Medeniyet böyle bir şey değil!

Esra Aydın

Esra Aydın

Tüm Yazıları

Mevsim geçişlerini hissederek yaşamayı seviyorum.

Kış aylarında karı görmek, baharda yağmurları ve yeşerttiği doğayı seyretmek insan ömrünün kaçınılmaz döngüsünü anlatıyor bana.

Yaza adım atarken güneşin sıcaklığı ve damlayan ter zerrecikleri,

Sonbaharda tüm geçişin silkelenişiyle son noktayı koyma.

Bu döngü, doğalından çıktığında bizim de uyum sağlamamız zorlaşıyor.

Her şey kendi içinde bir ahenge sahip.

Ani gelen soğuklar ya da bahar geçişlerinin neredeyse ortadan kalkması bizim de dengemizi bozuyor.

Ancak, ekosistemin tekerine çomak sokmakta başarılı olduğumuzu da unutmamamız gerekiyor.

Önce yok ediyor sonra yerine yeşil alanlar inşa ediyoruz.

Doğal olan kaynakları tüketiyor ve şikâyet ediyoruz.

Durum böyle olunca günden güne denge bozuluyor.

Mevsimsel geçişler de bundan payını alıyor.

Bir anda gelen sıcaklar ya da beklenenden çok önce kar yağması gibi…

Geçtiğimiz yaz benim için zordu diyebilirim.

Normalin üstündeki sıcaklıklar akşam saatlerini iple çekmeme neden oluyordu.

Neredeyse her akşam sahile iniyor ve çıplak ayakla iki ya da üç saat oturuyordum.

Sandalyeme oturup kitap okumak, ayaklarımın altındaki yeşilin ve toprağın serinletici etkisini hissetmek en iyi gelen şeydi.

Kent insanı geç saatlere kadar dışarıda yiyor, içiyor ve vakit geçiriyordu.

Seka Park, tüm yaz boyunca şehrin insanını bağrında taşıdı, serinletti.

Deniz ve yeşil bir arada olunca insanlar da fazla düşünmek istemiyor.

Çocukları için güvenli alanlar mevcut ve her daim temiz.

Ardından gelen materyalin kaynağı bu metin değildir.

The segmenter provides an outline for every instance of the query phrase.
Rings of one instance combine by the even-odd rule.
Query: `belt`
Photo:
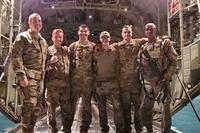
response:
[[[97,82],[109,82],[115,80],[116,77],[97,78]]]
[[[42,72],[41,71],[36,71],[33,69],[27,69],[26,70],[26,75],[29,78],[41,80],[42,79]]]

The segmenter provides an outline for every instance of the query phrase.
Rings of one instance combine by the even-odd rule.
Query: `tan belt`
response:
[[[37,80],[42,79],[42,72],[41,71],[37,71],[37,70],[33,70],[33,69],[27,69],[26,75],[27,75],[28,78],[33,78],[33,79],[37,79]]]
[[[97,78],[97,82],[109,82],[115,79],[116,77]]]

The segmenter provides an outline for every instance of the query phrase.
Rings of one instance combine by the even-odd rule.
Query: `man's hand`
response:
[[[27,77],[23,77],[19,80],[19,84],[21,87],[27,87],[29,84],[29,81],[27,79]]]
[[[54,55],[54,56],[51,57],[50,63],[54,64],[56,62],[58,62],[58,57]]]
[[[163,44],[164,44],[164,47],[171,47],[171,41],[167,38],[167,39],[165,39],[164,41],[163,41]]]

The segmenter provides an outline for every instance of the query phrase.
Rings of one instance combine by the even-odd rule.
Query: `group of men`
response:
[[[40,35],[41,28],[41,16],[31,14],[29,30],[16,37],[12,51],[13,69],[24,95],[23,133],[34,132],[43,99],[44,79],[50,132],[58,131],[55,109],[59,103],[62,131],[71,133],[76,103],[81,97],[80,132],[87,133],[92,121],[91,99],[95,95],[102,133],[109,132],[108,100],[113,106],[116,133],[131,133],[132,105],[136,132],[142,132],[145,126],[148,133],[153,133],[152,109],[161,91],[167,92],[161,98],[164,105],[163,132],[170,132],[169,82],[176,70],[177,54],[170,41],[157,38],[153,23],[145,26],[147,38],[142,39],[133,39],[132,27],[123,26],[123,40],[112,45],[107,31],[100,33],[101,44],[89,41],[89,28],[83,24],[78,28],[79,40],[69,47],[62,46],[62,29],[53,30],[53,45],[48,47]],[[156,64],[160,73],[154,71],[152,64]]]

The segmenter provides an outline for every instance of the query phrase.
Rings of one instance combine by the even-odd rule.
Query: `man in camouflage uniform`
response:
[[[72,126],[76,102],[82,97],[82,122],[81,133],[87,133],[92,121],[91,97],[93,81],[93,46],[94,43],[88,40],[90,34],[87,25],[80,25],[78,28],[79,40],[70,44],[71,61],[71,87],[72,96],[68,112],[71,113],[68,118],[68,128]]]
[[[132,35],[132,26],[124,25],[122,28],[123,40],[113,44],[119,52],[119,82],[125,133],[130,133],[132,130],[131,103],[134,106],[134,123],[136,132],[139,133],[142,130],[140,117],[141,83],[139,81],[136,59],[139,48],[146,39],[132,39]]]
[[[13,69],[23,92],[22,132],[32,133],[39,111],[43,93],[42,82],[48,45],[40,35],[41,16],[37,13],[29,16],[29,30],[20,33],[12,50]]]
[[[68,48],[61,46],[64,32],[62,29],[54,29],[52,32],[53,45],[49,47],[47,56],[46,74],[46,101],[48,104],[49,132],[57,133],[55,110],[60,103],[62,118],[65,116],[67,107],[66,99],[70,99],[69,88],[69,58]],[[65,132],[65,121],[62,119],[63,131]]]
[[[103,31],[100,34],[101,44],[94,47],[94,64],[96,70],[96,93],[99,108],[99,119],[102,133],[109,132],[106,101],[113,105],[116,133],[123,133],[123,116],[119,100],[119,57],[116,49],[109,45],[110,34]]]
[[[148,133],[153,133],[152,109],[155,100],[161,100],[164,104],[162,131],[169,133],[171,127],[171,91],[169,83],[176,71],[177,54],[172,45],[164,47],[163,41],[156,38],[155,24],[148,23],[145,26],[145,35],[148,38],[148,42],[141,47],[138,54],[142,66],[141,77],[145,89],[144,101],[141,107],[142,121]],[[157,99],[162,93],[161,99]]]

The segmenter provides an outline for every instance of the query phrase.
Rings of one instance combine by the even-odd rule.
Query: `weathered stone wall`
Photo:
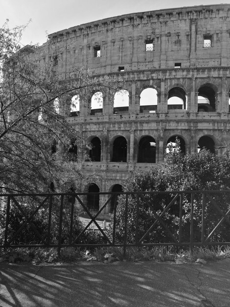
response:
[[[230,140],[230,5],[128,14],[60,31],[49,38],[41,47],[44,60],[51,61],[59,51],[55,69],[60,79],[71,77],[72,66],[84,65],[95,75],[120,76],[129,92],[127,112],[113,114],[113,102],[103,97],[102,114],[90,115],[90,102],[80,105],[79,116],[68,117],[89,139],[100,139],[100,161],[84,162],[82,168],[83,172],[96,170],[97,180],[92,178],[92,182],[96,182],[100,191],[122,185],[129,170],[153,165],[138,161],[143,136],[152,136],[156,142],[157,163],[162,160],[167,142],[173,136],[184,140],[186,153],[197,153],[204,136],[215,146]],[[206,46],[207,38],[210,44]],[[146,51],[148,42],[152,50]],[[99,56],[95,56],[96,50]],[[175,63],[181,67],[175,68]],[[118,71],[123,68],[124,71]],[[140,112],[140,95],[147,88],[157,91],[155,113]],[[186,96],[183,109],[169,107],[169,92],[175,88]],[[214,101],[211,111],[198,112],[199,95],[210,95],[210,101]],[[81,100],[90,102],[90,97],[80,96]],[[112,162],[113,142],[119,136],[127,141],[126,162]]]

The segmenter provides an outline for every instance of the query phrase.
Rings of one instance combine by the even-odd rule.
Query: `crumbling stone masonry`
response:
[[[185,153],[205,147],[222,154],[217,147],[230,139],[230,4],[116,16],[49,38],[65,47],[57,55],[50,44],[41,47],[45,61],[55,59],[60,79],[71,77],[73,64],[125,81],[122,99],[115,92],[114,103],[103,97],[95,106],[94,93],[88,105],[77,93],[79,108],[71,109],[70,102],[68,120],[93,145],[92,161],[82,168],[97,170],[98,178],[86,190],[119,191],[128,171],[162,161],[177,136]],[[89,199],[89,205],[98,208],[105,199]]]

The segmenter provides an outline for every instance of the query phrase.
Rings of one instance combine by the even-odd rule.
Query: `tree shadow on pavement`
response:
[[[228,306],[230,264],[1,263],[0,307]]]

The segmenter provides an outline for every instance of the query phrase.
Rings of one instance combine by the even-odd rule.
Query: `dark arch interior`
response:
[[[152,136],[144,136],[139,142],[138,163],[156,163],[156,141]]]
[[[76,139],[72,139],[71,140],[69,148],[69,152],[74,154],[77,154],[77,146],[75,144],[75,142]]]
[[[215,106],[215,93],[214,90],[211,88],[210,86],[202,86],[199,89],[198,96],[207,98],[210,104],[207,105],[198,105],[198,111],[201,110],[201,109],[206,111],[205,110],[207,109],[208,112],[215,112],[216,110]]]
[[[184,103],[184,109],[186,109],[186,93],[183,88],[181,87],[173,87],[171,88],[171,90],[169,90],[168,94],[168,100],[172,97],[178,97],[179,98],[181,98],[183,101]],[[168,105],[168,108],[181,108],[181,105],[180,104],[172,104],[172,105]]]
[[[127,141],[123,136],[118,136],[114,142],[112,162],[127,162]]]
[[[94,194],[100,192],[100,189],[95,183],[91,183],[89,187],[89,194],[87,195],[87,206],[91,210],[99,210],[100,197],[99,194]]]
[[[97,137],[94,137],[91,141],[92,148],[90,151],[90,158],[91,160],[100,162],[101,160],[101,141]]]
[[[179,136],[178,135],[174,135],[174,136],[171,136],[169,138],[167,142],[167,144],[170,142],[172,143],[176,143],[176,139],[178,139],[180,141],[180,146],[181,147],[181,151],[183,154],[185,154],[185,142],[184,142],[184,139],[181,137],[181,136]]]
[[[120,184],[115,184],[112,188],[111,192],[122,192],[122,186]],[[117,197],[119,194],[116,195],[116,197],[113,197],[110,202],[110,212],[113,212],[115,207],[115,204],[117,205]]]
[[[198,150],[206,148],[212,154],[215,154],[215,143],[209,136],[202,136],[198,141]]]

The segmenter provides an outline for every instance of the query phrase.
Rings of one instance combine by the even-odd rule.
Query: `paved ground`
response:
[[[0,263],[0,307],[230,306],[230,259],[198,263]]]

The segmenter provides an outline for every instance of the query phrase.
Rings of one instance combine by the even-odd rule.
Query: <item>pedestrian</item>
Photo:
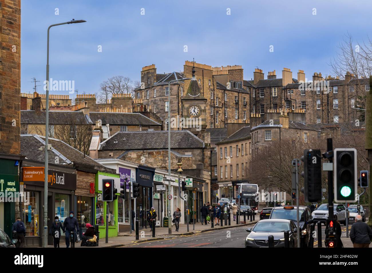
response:
[[[60,240],[61,239],[61,230],[62,229],[63,233],[65,232],[65,229],[63,228],[62,223],[60,221],[59,217],[56,216],[54,217],[54,222],[52,224],[49,230],[49,235],[53,236],[53,244],[54,247],[60,247]]]
[[[213,218],[216,221],[216,225],[219,225],[219,216],[221,214],[221,210],[216,205],[213,209]]]
[[[136,218],[136,214],[133,209],[132,209],[132,230],[134,230],[134,219]]]
[[[75,229],[76,229],[77,233],[79,232],[79,223],[77,221],[77,219],[74,217],[74,212],[72,211],[70,211],[69,217],[66,217],[65,219],[64,222],[63,222],[63,228],[65,230],[66,247],[67,248],[70,247],[70,234],[71,233],[74,233],[71,239],[71,247],[74,247],[75,238],[76,236],[75,233]]]
[[[207,224],[207,215],[209,215],[209,211],[208,208],[205,204],[200,209],[200,212],[202,215],[202,225],[203,225],[203,222],[204,221],[204,223]]]
[[[235,221],[236,220],[236,214],[238,212],[238,206],[234,203],[232,204],[231,208],[232,209],[232,215],[234,215],[234,220]]]
[[[85,227],[87,228],[87,230],[83,234],[83,236],[81,236],[81,243],[80,244],[80,246],[82,247],[86,245],[87,241],[89,238],[89,237],[94,237],[96,235],[96,230],[94,227],[89,223],[87,223],[85,224]]]
[[[17,247],[24,247],[26,227],[25,223],[21,221],[20,217],[16,219],[16,222],[12,227],[12,231],[17,232]]]
[[[181,210],[179,208],[177,208],[176,211],[173,213],[173,218],[174,220],[176,231],[178,231],[180,228],[180,220],[181,220]]]
[[[362,219],[361,215],[356,215],[350,230],[350,239],[354,247],[369,247],[372,239],[372,230]]]
[[[154,207],[152,207],[148,213],[148,220],[150,222],[150,231],[153,231],[153,225],[155,225],[155,221],[156,219],[156,212]]]

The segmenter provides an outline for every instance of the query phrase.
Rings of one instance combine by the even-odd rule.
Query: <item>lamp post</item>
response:
[[[77,23],[84,23],[85,20],[76,20],[59,24],[51,25],[48,28],[48,38],[46,45],[46,88],[45,93],[45,168],[44,170],[44,229],[43,230],[43,247],[48,247],[48,139],[49,132],[49,30],[50,28],[55,26]]]
[[[191,79],[191,78],[183,78],[182,79],[173,79],[170,81],[168,83],[168,174],[170,177],[170,83],[186,79]],[[168,194],[167,195],[169,195],[171,194],[170,180],[168,181]],[[169,200],[168,202],[168,231],[169,234],[172,234],[171,222],[170,222],[171,217],[170,210],[170,200]]]

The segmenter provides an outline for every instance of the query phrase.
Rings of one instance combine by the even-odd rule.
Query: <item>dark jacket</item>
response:
[[[63,228],[65,230],[70,232],[74,231],[75,227],[76,228],[76,231],[78,232],[79,223],[77,222],[77,219],[74,217],[72,218],[66,217],[65,221],[63,222]]]
[[[96,235],[96,230],[94,227],[93,225],[90,226],[87,228],[87,230],[84,233],[84,235],[87,237],[93,237]]]
[[[16,222],[13,224],[13,226],[12,227],[12,231],[17,231],[17,233],[23,233],[26,234],[26,227],[25,223],[22,221],[16,221]]]
[[[62,226],[62,223],[59,221],[57,222],[55,221],[54,221],[54,222],[52,224],[52,226],[50,227],[50,229],[49,230],[49,235],[51,235],[55,238],[60,238],[61,228],[62,229],[62,231],[64,232],[65,229]],[[55,237],[56,231],[58,231],[58,237]]]
[[[202,216],[206,216],[209,214],[209,210],[206,206],[203,206],[200,209],[200,212],[201,212]]]
[[[372,239],[372,230],[365,223],[357,221],[351,226],[350,239],[353,243],[369,244]]]

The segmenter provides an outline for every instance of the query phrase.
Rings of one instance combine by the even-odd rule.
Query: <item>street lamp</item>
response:
[[[44,170],[44,229],[43,231],[43,247],[48,247],[48,139],[49,132],[49,30],[50,28],[61,25],[84,23],[85,20],[76,20],[59,24],[51,25],[48,28],[48,39],[46,46],[46,88],[45,93],[45,168]]]
[[[168,83],[168,174],[170,176],[170,83],[174,82],[178,82],[179,81],[185,81],[186,79],[192,79],[191,78],[183,78],[182,79],[173,79],[170,81]],[[168,181],[168,194],[171,194],[170,192],[170,180]],[[170,200],[168,202],[168,230],[169,234],[172,234],[172,225],[170,222],[171,214],[170,212]]]

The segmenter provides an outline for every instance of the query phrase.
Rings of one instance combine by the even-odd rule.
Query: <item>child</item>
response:
[[[65,229],[63,228],[62,223],[60,221],[58,216],[54,217],[54,222],[52,224],[52,226],[49,231],[49,235],[53,236],[53,243],[54,247],[60,247],[60,239],[61,238],[61,229],[64,233]]]

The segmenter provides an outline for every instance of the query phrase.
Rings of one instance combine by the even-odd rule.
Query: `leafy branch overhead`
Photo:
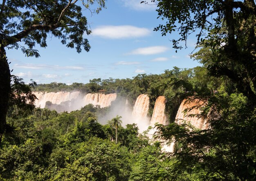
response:
[[[105,1],[97,2],[99,7],[95,12],[98,13],[105,7]],[[83,37],[91,31],[82,10],[83,6],[90,9],[94,2],[78,0],[4,0],[0,7],[0,33],[5,36],[2,46],[18,48],[20,46],[17,42],[23,41],[29,49],[36,44],[46,47],[47,38],[49,36],[59,38],[62,44],[75,48],[78,52],[82,48],[88,51],[90,46]],[[37,55],[22,51],[27,56]]]

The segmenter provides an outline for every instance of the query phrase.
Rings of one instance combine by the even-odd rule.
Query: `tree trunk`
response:
[[[0,44],[2,42],[0,40]],[[2,44],[0,44],[0,46]],[[3,47],[0,47],[0,138],[5,129],[6,114],[11,93],[11,73]],[[0,139],[0,145],[2,139]]]
[[[117,144],[117,127],[116,127],[116,144]]]

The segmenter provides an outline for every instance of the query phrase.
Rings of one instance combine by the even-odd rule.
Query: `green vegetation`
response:
[[[31,90],[14,77],[5,134],[1,137],[1,180],[256,179],[255,1],[158,2],[157,11],[167,22],[155,30],[163,35],[179,31],[180,37],[172,40],[174,48],[181,48],[179,43],[200,29],[197,35],[201,49],[193,57],[202,67],[174,68],[161,75],[139,74],[132,79],[95,79],[85,85],[52,83],[44,90],[104,89],[125,96],[131,102],[142,93],[148,94],[152,102],[164,95],[166,113],[172,122],[156,125],[154,137],[162,142],[174,142],[174,152],[162,153],[162,143],[150,143],[135,124],[122,127],[118,116],[101,124],[97,115],[104,115],[108,108],[89,105],[59,114],[33,109]],[[31,85],[34,85],[32,82]],[[207,118],[208,129],[173,121],[184,98],[206,103],[200,114],[191,116]]]
[[[92,105],[70,113],[39,110],[7,118],[11,131],[0,150],[1,180],[128,180],[141,150],[159,151],[135,124],[117,124],[117,132],[111,122],[99,123]]]
[[[84,35],[91,33],[83,8],[99,13],[104,0],[3,0],[0,6],[0,142],[6,128],[8,102],[11,98],[11,76],[6,56],[8,49],[20,49],[27,57],[40,55],[36,45],[47,46],[48,36],[60,39],[67,47],[88,52],[90,46]],[[97,4],[95,11],[91,6]],[[22,43],[20,44],[19,42]]]

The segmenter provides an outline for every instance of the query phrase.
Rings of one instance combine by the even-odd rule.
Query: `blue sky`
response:
[[[9,50],[7,56],[13,74],[26,83],[52,82],[67,84],[87,83],[90,79],[132,78],[138,74],[159,74],[173,66],[191,68],[200,65],[189,55],[196,39],[191,36],[186,49],[172,48],[169,39],[177,35],[162,37],[154,28],[164,23],[157,19],[155,6],[141,4],[141,0],[109,0],[107,9],[88,17],[92,33],[85,35],[91,48],[77,53],[60,40],[48,38],[47,47],[36,46],[40,57],[27,57],[20,50]],[[192,35],[193,36],[193,35]]]

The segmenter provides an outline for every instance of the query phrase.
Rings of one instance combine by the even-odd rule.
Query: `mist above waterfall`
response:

Gönül rahatlığıyla vakit geçirebileceğiniz bir ortam.

Yürü, bisiklet sür, koş, piknik yap…

Bu konuda şanslı olduğumuzu düşünüyorum.

İnsanın hem zihinsel hem de fiziksel olarak kendini yenileyebileceği bir ortamı var.

Ve böyle bir alana ulaşım sağlamak zor değil.

Zaten bundan ötürü sandalyesini kapan soluğu Seka Park’ta alıyor.

Şimdilerde havaların ısınmasıyla yeniden hareketlendi.

Sabah kahvaltısı ya da akşam etkinlikleri için buluşma noktası olmaya başladı.

Fakat bu durumun kötü bir yanı var.

Sadece kendi keyfi ve eğlencesi için hareket edenlerin, geride bıraktığı çirkin izler…

Evet, tüm çöpleri ve pisliği temizleyen, toplayan birileri var.

Hem de sabah saatlerinde bir gece önceden kalanlarla yeni güne uyanıp çalışmaya başlayanlardan söz ediyorum.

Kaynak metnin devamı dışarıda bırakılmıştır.